Rano głównie w stronę Bielan, po południu na Białołękę - tak jeździmy nową przeprawą na północy Warszawy. W szczycie przez most przejeżdża około 3 tysięcy aut na godzinę. To o około połowę mniej, niż mostem Grota.
Tydzień po otwarciu, we wtorek, 3 kwietnia Zarząd Dróg Miejskich przeprowadził pierwsze pomiary ruchu na nowym moście. - Pomiary były przeprowadzane w godz. 6.55 - 7.55 i w godz. 16.00 - 17.00 - mówi Karolina Gałecka, rzeczniczka ZDM.
Dwa razy więcej na Grota
W porannym szczycie, w kierunku Bielan przejechało ok. 2,3 tys. pojazdów. Do tego dochodzi niecałe 600 w drugą stronę. Po południu auto było więcej - w stronę Białołęki jechało ich 2,4 tys. natomiast w przeciwnym kierunku blisko tysiąc.
ZDM nie ma porównywalnych danych dla innych przepraw. Ale wiadomo, że mostem Grota-Roweckiego w ciągu doby przejeżdża średnio ok. 147 tysięcy pojazdów. - Rekordowym był rok 2009, gdy w ciągu doby było ich 160 tysięcy - mówi Gałecka.

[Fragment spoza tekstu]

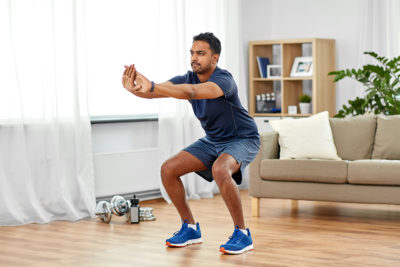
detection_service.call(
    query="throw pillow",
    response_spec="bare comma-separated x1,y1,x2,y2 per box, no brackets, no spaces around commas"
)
269,111,341,160
329,115,376,160
372,115,400,159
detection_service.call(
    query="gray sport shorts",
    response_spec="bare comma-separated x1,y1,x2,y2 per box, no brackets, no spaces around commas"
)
183,137,260,185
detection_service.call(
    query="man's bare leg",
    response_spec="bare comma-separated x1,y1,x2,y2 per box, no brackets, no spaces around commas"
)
161,151,207,224
212,154,245,229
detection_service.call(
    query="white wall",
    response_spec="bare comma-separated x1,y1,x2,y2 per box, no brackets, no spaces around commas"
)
240,0,363,110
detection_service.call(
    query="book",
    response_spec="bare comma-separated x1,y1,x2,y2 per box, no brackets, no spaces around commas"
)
257,56,269,78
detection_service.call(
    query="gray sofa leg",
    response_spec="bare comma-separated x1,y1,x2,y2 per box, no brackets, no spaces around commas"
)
251,197,260,217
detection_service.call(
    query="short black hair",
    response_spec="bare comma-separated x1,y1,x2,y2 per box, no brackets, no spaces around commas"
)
193,32,221,55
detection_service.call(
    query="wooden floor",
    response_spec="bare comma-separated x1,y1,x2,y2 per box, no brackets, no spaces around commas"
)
0,191,400,266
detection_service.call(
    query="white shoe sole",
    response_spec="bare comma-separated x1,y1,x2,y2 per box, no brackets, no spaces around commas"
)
219,244,254,254
167,237,202,247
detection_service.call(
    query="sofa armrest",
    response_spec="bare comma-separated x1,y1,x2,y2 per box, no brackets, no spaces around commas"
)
249,131,279,197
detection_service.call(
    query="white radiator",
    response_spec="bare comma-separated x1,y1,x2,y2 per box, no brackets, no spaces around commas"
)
93,148,162,198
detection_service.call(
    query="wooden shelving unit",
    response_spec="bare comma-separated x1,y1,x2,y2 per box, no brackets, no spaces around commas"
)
249,38,336,117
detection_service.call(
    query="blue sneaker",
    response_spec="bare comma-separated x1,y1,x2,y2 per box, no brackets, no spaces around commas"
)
166,220,201,247
219,226,254,254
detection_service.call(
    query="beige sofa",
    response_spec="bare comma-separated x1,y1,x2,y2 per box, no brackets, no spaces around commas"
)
249,115,400,216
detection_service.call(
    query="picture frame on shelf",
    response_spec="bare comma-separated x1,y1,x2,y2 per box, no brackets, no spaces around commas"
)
290,57,313,77
267,65,282,78
257,56,270,78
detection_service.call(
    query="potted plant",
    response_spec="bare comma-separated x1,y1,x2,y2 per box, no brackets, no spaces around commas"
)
328,52,400,118
299,94,311,114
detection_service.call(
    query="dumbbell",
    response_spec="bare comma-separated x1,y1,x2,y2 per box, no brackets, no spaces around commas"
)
96,196,131,223
96,201,112,223
111,196,131,222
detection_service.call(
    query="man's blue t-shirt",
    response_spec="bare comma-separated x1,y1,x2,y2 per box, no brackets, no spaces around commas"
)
169,67,259,142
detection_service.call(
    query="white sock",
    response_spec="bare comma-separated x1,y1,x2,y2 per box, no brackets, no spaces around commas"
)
188,224,197,231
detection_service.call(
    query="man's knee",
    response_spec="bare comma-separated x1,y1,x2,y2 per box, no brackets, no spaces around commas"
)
161,160,176,182
212,164,232,184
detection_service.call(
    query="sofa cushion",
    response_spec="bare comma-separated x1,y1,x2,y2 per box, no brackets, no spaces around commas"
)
372,115,400,160
260,159,347,184
329,115,376,160
269,111,340,160
347,159,400,185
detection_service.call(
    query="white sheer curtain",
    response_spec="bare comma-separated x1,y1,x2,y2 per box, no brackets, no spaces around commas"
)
357,0,400,96
0,0,96,225
158,0,242,202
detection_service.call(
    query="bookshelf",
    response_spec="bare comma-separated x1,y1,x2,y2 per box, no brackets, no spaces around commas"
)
249,38,336,117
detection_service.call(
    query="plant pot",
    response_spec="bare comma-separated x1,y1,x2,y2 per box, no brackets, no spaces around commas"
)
299,103,311,114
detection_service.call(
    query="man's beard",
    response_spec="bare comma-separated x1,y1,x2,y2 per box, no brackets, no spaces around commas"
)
191,62,211,74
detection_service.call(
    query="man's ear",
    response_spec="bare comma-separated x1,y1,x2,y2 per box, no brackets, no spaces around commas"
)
212,54,219,65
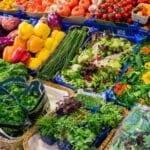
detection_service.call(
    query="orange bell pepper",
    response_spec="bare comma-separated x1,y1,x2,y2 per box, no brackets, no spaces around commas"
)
3,46,15,62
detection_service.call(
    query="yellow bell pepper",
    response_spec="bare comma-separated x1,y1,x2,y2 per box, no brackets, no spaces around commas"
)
55,31,65,43
34,22,51,39
44,37,54,51
27,57,42,70
27,35,45,53
18,22,34,40
51,30,59,38
51,40,60,52
36,48,50,63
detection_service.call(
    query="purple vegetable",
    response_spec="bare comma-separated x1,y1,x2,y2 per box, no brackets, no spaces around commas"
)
48,13,62,30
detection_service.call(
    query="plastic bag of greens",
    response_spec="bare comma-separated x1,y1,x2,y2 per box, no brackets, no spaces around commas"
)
110,105,150,150
0,77,48,118
0,87,31,138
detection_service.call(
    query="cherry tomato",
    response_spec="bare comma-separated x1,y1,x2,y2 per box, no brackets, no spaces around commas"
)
57,5,71,16
102,14,108,20
127,18,132,23
65,0,78,9
71,6,85,16
115,14,121,19
108,7,113,13
79,0,91,10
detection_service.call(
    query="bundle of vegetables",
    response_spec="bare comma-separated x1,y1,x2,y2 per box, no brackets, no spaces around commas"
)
0,59,28,81
0,87,29,136
38,27,87,80
114,46,150,108
0,0,17,12
16,0,95,17
95,0,137,23
37,95,122,150
62,33,133,92
3,20,65,70
0,78,46,114
110,105,150,150
0,78,47,138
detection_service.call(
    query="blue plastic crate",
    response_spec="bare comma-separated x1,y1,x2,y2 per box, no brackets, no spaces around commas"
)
0,10,39,25
84,17,149,43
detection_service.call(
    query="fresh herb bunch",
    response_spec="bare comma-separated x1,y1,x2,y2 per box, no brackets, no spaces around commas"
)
0,96,26,125
6,83,39,111
62,66,119,92
67,128,96,150
114,47,150,108
74,93,104,108
0,59,28,81
56,97,82,114
110,105,150,150
61,34,134,92
37,115,57,137
37,99,122,150
38,27,87,80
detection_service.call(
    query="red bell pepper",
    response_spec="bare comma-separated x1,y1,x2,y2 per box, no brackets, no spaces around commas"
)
11,47,31,64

Gdy podzielić 147 tysięcy przez 24 godziny, dostaniemy (obejmującą zarówno szczyt, środek dnia i noc) średnią ponad 6 tysięcy pojazdów, a więc ponad dwa razy więcej, niż w czasie obu wtorkowych pomiarów.
Będę liczyć dalej
Drogowcy pokusili się nawet o rozróżnienie pojazdów, które przejechały nowym mostem 3 kwietnia. 94,3 proc. z nich to samochody osobowe, 3 proc. dostawcze, a 2 proc. to średnie auta ciężarowe. Z kolei 0,4 proc. stanowiły autobusy, a tylko 0,3 proc. samochody ciężarowe z przyczepą lub naczepą.
ZDM zastrzega, że to tylko doraźne pomiary, prowadzone "ręcznie". - Zanim będziemy mogli stwierdzić jak rozkłada się ruch, upłynie zapewne jeszcze kilka miesięcy - przekonują.
Kolejne badania mają być też dokładniejsze. Przeprowadzone będą już automatycznie, gdy Zarząd Miejskich Inwestycji drogowych zamontuje w jezdni mostu pętle indukcyjne.